When it came to my judgments of others, I was really shocked at how irrational people were. I was shocked at how little principle people had, and how little they actually thought on their own. I couldn't believe it. How could people make so many irrational and purely emotionally driven decisions? Take vendettas for example. Why try to hurt someone who makes you angry? Hurting them is illogical, it doesn't help you. But people do. People do all kinds of irrational things driven purely by emotion. People don't really have principle, not to the level that I thought should be expected. Most people's sense of principles is taken from society at large. Whatever is the 'norm' is what they accept to be acceptable. People don't make independent assessments. Eventually, I came to have more acceptance for this. I'm still swallowing it.

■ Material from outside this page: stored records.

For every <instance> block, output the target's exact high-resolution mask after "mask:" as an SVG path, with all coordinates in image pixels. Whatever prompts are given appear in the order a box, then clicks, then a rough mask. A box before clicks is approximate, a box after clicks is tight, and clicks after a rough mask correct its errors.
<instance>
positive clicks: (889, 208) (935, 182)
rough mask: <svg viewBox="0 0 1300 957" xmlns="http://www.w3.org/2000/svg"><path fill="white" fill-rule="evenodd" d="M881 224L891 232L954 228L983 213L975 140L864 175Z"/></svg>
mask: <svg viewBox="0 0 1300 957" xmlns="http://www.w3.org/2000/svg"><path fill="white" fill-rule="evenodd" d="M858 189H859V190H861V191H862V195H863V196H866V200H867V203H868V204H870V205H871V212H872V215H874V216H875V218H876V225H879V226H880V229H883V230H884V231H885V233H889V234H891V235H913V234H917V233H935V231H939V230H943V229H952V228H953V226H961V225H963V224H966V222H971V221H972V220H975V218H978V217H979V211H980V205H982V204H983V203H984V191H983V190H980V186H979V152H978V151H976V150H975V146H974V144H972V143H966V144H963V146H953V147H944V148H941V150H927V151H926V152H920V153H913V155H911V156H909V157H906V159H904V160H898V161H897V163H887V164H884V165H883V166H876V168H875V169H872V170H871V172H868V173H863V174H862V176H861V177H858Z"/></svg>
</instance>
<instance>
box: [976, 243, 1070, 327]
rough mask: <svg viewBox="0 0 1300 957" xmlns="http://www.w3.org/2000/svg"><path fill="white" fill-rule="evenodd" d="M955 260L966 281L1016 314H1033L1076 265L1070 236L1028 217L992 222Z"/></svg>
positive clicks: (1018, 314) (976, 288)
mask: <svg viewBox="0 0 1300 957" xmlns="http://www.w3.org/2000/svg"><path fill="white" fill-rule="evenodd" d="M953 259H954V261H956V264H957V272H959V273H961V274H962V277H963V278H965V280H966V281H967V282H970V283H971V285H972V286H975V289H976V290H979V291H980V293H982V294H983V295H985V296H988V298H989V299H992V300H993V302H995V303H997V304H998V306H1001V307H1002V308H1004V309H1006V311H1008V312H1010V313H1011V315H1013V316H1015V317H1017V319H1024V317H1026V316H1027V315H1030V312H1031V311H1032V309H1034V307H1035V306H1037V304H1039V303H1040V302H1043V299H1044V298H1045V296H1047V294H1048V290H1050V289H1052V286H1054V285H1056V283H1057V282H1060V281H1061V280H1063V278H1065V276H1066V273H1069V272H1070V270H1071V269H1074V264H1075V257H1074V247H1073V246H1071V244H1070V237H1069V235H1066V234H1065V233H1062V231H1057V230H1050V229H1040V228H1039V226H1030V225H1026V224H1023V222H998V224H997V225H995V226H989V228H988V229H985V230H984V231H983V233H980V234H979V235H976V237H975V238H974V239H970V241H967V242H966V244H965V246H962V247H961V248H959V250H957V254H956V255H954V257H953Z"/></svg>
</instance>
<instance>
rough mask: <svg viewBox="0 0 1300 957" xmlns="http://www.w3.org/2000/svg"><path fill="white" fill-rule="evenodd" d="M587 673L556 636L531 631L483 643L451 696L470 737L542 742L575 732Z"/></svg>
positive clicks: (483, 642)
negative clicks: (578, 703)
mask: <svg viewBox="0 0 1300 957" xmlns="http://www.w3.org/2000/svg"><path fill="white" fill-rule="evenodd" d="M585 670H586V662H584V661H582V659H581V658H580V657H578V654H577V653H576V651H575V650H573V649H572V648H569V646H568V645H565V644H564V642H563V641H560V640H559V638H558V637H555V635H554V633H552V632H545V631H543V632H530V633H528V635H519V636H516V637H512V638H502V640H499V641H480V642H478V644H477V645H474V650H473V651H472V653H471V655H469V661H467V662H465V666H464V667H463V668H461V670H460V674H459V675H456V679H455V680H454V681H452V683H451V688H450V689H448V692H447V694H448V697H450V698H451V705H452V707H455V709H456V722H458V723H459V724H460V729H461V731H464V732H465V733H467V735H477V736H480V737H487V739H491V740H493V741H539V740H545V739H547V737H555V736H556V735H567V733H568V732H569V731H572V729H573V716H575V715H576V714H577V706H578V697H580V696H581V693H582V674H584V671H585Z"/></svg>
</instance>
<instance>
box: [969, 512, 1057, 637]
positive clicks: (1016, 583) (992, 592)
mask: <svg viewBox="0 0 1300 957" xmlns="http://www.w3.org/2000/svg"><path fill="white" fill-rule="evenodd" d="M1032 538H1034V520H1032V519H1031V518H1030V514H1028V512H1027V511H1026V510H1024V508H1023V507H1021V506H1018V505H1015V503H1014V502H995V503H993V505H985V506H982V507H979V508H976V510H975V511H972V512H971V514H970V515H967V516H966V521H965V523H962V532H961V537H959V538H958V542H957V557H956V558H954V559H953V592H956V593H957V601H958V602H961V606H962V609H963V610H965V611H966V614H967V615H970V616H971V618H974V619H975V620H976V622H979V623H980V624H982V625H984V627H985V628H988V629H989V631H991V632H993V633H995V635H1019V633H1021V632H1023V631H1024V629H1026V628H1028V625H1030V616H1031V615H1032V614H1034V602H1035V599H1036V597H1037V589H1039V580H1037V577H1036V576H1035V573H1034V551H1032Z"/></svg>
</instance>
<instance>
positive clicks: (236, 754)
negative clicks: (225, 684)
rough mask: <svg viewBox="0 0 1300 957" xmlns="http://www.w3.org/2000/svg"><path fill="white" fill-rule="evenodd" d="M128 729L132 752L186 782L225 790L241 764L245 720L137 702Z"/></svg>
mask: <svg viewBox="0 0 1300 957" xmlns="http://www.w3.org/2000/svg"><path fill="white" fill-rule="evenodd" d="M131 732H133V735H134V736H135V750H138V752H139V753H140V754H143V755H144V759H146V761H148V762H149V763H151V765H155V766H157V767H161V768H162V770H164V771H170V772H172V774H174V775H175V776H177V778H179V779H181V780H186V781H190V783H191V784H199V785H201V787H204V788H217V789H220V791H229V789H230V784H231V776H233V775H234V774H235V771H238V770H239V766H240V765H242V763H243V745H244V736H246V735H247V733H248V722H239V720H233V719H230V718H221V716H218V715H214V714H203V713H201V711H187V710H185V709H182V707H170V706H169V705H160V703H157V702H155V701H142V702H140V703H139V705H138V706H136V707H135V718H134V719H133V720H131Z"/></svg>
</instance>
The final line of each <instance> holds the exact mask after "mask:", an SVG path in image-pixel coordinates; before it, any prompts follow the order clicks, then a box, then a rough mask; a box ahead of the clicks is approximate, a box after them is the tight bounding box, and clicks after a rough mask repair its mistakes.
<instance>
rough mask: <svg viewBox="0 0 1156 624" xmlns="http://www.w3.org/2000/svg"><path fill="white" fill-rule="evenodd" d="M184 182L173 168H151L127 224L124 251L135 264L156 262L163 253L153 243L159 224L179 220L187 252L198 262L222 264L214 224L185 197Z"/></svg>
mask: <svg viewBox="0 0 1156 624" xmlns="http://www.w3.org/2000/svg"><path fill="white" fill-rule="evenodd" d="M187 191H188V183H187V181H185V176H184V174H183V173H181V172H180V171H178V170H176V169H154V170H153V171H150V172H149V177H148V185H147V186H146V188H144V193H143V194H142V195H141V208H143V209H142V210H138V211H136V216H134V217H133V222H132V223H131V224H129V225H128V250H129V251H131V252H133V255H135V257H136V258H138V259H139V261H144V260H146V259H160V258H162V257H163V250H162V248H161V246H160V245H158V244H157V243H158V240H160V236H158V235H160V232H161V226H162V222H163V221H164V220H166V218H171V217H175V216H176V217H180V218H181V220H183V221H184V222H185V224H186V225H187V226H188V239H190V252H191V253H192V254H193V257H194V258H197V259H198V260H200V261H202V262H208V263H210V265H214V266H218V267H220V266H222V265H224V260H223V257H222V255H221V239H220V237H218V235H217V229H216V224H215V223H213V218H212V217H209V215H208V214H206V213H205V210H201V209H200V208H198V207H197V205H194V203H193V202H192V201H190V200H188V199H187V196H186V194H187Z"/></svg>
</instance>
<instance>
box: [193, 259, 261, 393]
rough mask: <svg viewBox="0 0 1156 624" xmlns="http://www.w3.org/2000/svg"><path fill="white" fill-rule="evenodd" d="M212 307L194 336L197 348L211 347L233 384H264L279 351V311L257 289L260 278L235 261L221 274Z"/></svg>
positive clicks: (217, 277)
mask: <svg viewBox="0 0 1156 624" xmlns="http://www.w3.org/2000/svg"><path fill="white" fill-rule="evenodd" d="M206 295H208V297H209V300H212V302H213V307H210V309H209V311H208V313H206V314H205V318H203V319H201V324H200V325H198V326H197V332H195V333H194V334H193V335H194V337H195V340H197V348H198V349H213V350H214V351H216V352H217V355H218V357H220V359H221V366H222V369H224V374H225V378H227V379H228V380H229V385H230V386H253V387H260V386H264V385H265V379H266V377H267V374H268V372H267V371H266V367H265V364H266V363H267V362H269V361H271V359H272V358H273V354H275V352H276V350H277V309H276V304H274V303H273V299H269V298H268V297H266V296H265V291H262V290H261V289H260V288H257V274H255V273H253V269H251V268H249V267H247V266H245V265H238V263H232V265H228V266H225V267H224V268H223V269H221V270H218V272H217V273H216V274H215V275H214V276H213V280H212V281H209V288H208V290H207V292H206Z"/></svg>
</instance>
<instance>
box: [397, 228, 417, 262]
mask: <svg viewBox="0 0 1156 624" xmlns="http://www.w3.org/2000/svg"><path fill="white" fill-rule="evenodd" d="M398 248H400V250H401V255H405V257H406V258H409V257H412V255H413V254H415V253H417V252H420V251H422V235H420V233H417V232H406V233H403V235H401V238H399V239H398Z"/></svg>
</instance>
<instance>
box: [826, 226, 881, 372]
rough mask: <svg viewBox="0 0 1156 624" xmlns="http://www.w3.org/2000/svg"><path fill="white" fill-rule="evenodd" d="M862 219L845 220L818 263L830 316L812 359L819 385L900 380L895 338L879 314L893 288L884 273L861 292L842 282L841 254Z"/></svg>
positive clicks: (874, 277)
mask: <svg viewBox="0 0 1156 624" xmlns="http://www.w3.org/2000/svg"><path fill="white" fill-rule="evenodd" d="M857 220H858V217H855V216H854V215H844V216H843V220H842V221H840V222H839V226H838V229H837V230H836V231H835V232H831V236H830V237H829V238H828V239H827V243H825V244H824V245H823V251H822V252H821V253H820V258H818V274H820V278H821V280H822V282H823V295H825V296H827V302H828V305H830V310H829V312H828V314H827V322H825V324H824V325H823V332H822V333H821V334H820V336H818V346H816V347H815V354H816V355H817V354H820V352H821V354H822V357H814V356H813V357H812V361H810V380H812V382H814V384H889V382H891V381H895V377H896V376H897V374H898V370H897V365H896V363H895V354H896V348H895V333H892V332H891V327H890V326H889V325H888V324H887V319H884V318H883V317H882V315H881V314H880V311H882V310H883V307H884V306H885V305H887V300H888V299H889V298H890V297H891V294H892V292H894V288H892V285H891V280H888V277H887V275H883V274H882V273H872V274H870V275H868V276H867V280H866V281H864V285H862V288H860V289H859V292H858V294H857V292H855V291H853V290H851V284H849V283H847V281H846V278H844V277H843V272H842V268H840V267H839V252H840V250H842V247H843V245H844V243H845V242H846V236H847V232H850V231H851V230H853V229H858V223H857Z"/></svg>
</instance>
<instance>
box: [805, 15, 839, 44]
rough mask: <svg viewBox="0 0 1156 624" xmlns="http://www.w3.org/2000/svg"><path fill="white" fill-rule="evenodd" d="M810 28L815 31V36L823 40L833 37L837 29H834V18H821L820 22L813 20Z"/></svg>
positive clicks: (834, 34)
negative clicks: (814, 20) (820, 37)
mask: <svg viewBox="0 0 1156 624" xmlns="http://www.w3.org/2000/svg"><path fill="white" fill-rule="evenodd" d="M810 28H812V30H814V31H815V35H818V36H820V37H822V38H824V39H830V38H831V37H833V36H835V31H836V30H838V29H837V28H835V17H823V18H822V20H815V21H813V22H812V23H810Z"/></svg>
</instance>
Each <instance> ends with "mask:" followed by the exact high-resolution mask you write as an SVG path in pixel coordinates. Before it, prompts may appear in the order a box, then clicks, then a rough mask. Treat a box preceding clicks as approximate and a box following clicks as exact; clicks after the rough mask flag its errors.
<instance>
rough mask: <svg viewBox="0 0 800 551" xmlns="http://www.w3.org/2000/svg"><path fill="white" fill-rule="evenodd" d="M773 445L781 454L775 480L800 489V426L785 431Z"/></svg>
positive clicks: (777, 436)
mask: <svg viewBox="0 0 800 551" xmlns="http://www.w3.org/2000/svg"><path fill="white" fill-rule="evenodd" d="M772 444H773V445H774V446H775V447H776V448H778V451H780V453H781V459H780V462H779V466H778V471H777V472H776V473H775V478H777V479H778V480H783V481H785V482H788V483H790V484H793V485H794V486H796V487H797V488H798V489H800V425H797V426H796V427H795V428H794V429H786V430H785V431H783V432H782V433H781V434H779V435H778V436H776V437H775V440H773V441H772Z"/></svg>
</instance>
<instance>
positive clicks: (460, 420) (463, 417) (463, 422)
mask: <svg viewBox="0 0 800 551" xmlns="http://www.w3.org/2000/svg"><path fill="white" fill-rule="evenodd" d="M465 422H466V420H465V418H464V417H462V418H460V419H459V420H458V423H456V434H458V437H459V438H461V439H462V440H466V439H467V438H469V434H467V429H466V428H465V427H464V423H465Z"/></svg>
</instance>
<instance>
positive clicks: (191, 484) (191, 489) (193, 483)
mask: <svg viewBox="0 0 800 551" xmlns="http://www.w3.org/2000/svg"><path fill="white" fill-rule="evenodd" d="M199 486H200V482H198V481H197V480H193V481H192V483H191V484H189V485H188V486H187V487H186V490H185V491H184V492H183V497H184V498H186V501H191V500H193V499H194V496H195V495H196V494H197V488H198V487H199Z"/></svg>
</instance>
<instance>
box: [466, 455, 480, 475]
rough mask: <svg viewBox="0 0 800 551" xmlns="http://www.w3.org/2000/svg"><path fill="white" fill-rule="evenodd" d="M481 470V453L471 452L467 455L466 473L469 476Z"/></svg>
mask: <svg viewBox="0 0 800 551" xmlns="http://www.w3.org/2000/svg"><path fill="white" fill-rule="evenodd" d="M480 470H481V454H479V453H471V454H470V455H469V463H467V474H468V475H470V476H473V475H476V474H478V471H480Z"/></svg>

All this personal growth and development has turned me into an extremely emotionally sensitive person. I see a good and a bad side to this. Being sensitive allows me to be sensitive to the needs of others. Being sensitive also means that my feelings are easily hurt. I want to retain the good side of sensitivity, while getting rid of the downside. In other words, I don't want to be such a little bitch anymore. I don't want to be so easily offended or hurt or bothered. I don't mean that something bothers me and I just keep it inside. I mean literally for stuff to not even register as something that would bother me. ENTP and ENTJ types are pretty good at this. I'm looking for some advising on how to accomplish this internal rewiring. It's a pretty drastic change I think. It's like altering my personality. But I need this!